Nowadays, Chinese language has become more and more popular among foreigners. In fact, some English words are derived from Chinese. According to statistics done by the Europeans, out of all the loanwords in English since 1994, Chinese English words take up 5%-20%, more than any other source language.
Except such unique terms as "孔夫子 (kǒng fū zi, Confucious)", "中国功夫 (zhōng guó gōng fū, kungfu)", "麻将 (má jiàng, mahjong)" and "豆腐 (dòu fu, tofu)", this article will present EIGHT more words from China that influence contemporary life in the world.
除"孔夫子 (Confucious)"、"中国功夫 (kungfu)"、"麻将(mahjong)"或者"豆腐 (tofu)"之类绝无仅有的称谓，本文将再挑拣10个真正有中国气质并影响全球当代生活的中文词汇。
丝绸 (sī chóu, silk)
As a major silkworm breeding nation, China is the homeland of "丝绸 (sī chóu, silk)". Chinaware and silk were secret crafts whose products were traded in ancient China. Silk – transliterated from the Chinese word – represents superb craftsmanship and was the leading export product in China for many centuries. Even today, silk is still the symbol of grace and elegance in modern life.
茶 (chá, tea)
The word "tea (茶, chá)" was borrowed from the Minnan dialect in southern Fujian. Tea, together with silk and china, was another popular product in ancient China's foreign trade. Nowadays, tea drinking represents a certain lifestyle and cultural taste. According to Chinese writer Xiao Qian's essay Tea in England, "It seemed that tea was first introduced to Europe by the Portuguese at the beginning of the 17th century. The British people started planting tea in their colonies in the 1640s when they might have gradually developed the habit of adding sugar to tea."
It is said that even during the period of scarcity in the Second World War, French people got rationed coffee, but the British asked for tea and a little sugar instead.
世外桃源 (shì wài táo yuán, Shangri-la/Xanadu)
Shangrila and Xanadu are both synonyms for the Chinese word "世外桃源 (shì wài táo yuán)" (a remote or imaginary utopia). Shangrila is a legendary place in Tibet, while Xanadu was the capital of the Yuan Dynasty. We usually use "Xanadu" to mean "世外桃源 (shì wài táo yuán)".
风水 (fēng shuǐ, Feng Shui)
风水 (fēng shuǐ, the belief that the position of a house or a tomb supposedly to have an influence on the fortune of a family), also a transliterated word, combines the collective wisdom of the ancient Chinese people in residence and cemetery arrangement. Although some people are very critical of Feng Shui saying it's all about feudalistic superstition in the name of so-called science, an integral principle of Feng Shui, to seek advantage and avoid disadvantage in your living space, is still a crucial need and a basis for safe living.

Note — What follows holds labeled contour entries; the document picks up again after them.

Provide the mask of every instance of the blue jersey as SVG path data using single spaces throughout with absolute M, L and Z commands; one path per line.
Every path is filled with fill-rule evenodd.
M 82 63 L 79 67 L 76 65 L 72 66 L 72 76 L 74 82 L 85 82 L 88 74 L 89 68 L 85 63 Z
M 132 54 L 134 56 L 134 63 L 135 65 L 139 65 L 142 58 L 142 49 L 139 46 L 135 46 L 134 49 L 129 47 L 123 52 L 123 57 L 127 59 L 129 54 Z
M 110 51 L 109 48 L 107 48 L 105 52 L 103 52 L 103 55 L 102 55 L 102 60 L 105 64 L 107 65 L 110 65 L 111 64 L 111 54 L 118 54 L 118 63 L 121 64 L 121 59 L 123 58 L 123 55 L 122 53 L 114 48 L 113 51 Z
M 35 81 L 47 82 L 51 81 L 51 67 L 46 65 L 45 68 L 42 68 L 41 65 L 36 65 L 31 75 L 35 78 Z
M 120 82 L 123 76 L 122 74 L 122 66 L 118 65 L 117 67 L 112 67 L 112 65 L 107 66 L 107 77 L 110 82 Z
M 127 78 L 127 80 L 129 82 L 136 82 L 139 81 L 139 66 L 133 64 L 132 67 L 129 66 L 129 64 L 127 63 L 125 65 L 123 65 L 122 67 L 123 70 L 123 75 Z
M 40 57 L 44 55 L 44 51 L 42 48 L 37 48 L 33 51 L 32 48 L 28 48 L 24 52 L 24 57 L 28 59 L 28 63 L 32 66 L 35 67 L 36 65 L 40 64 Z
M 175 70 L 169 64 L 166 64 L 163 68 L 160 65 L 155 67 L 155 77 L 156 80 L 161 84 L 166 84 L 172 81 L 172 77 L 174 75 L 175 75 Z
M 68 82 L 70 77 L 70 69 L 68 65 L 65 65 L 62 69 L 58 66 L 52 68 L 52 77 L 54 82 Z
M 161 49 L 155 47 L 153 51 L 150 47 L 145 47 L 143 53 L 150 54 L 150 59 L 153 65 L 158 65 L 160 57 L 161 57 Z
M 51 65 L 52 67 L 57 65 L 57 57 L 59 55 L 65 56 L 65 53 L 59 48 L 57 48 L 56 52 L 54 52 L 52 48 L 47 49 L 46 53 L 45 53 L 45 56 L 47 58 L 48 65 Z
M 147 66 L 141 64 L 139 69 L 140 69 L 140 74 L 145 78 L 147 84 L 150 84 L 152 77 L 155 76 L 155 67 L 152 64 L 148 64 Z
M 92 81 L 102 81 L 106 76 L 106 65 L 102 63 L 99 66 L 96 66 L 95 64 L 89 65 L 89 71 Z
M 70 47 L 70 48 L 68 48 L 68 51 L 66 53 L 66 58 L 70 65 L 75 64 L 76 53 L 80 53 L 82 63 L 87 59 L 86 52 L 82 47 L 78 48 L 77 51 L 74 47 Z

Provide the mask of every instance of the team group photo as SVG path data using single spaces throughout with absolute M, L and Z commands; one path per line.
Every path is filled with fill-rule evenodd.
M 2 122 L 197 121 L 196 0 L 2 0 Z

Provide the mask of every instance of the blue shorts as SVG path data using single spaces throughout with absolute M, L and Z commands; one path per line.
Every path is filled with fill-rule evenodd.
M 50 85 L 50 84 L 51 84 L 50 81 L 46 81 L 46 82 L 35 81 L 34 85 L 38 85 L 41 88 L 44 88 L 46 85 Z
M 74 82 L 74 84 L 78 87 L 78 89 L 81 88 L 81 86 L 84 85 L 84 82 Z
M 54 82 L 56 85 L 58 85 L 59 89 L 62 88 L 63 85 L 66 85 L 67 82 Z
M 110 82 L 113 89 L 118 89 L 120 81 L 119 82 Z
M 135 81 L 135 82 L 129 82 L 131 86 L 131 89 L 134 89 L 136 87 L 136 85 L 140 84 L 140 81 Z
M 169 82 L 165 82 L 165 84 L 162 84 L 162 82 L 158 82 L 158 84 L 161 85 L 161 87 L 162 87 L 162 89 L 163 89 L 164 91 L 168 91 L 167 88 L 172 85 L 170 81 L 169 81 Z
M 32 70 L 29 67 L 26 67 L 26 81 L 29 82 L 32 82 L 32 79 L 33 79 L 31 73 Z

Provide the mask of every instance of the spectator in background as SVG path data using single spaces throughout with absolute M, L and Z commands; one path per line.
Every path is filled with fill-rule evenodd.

In recent years, Feng Shui, a word from Chinese language, is gaining popularity in the U.S.. It has become a kind of knowledge studied fervently by contemporary people.
茶点 (chá diǎn, dimsum)
From its pronunciation we can easily see that "茶点 (chá diǎn)" is a word from Fujian and Guangdong dialects. The British have the custom of having afternoon tea. They usually have Indian black tea accompanied with a dish of dessert. There have been words for cake and dessert in English, but the British insisted on using a rare Chinese word.
走狗 (zǒu gǒu, lackey, flunky)
The Chinese English word "走狗 (zǒu gǒu)" is indeed a word referring exactly to a servile follower who always disregards moral principles in pursuit of profit. There is no textual research to verify whether the Chinese or British that first used the word. What's important is that the word "走狗" (literally means "running dog") was accepted by the English language and has been used in the Chinese way of thinking.
纸老虎 (zhǐ lǎo hǔ, paper tiger)
"纸老虎"means someone or something that seems as threatening as a tiger, but is really harmless. The expression became well known in the West as a slogan used by Mao Zedong's speech against its opponents in 1958.
大款 (dà kuǎn, tycoon)
The word "大款 (dà kuǎn)" refers to a wealthy and powerful businessman or entrepreneur. It is transliterated into English based on the Fujian and Guangdong dialects.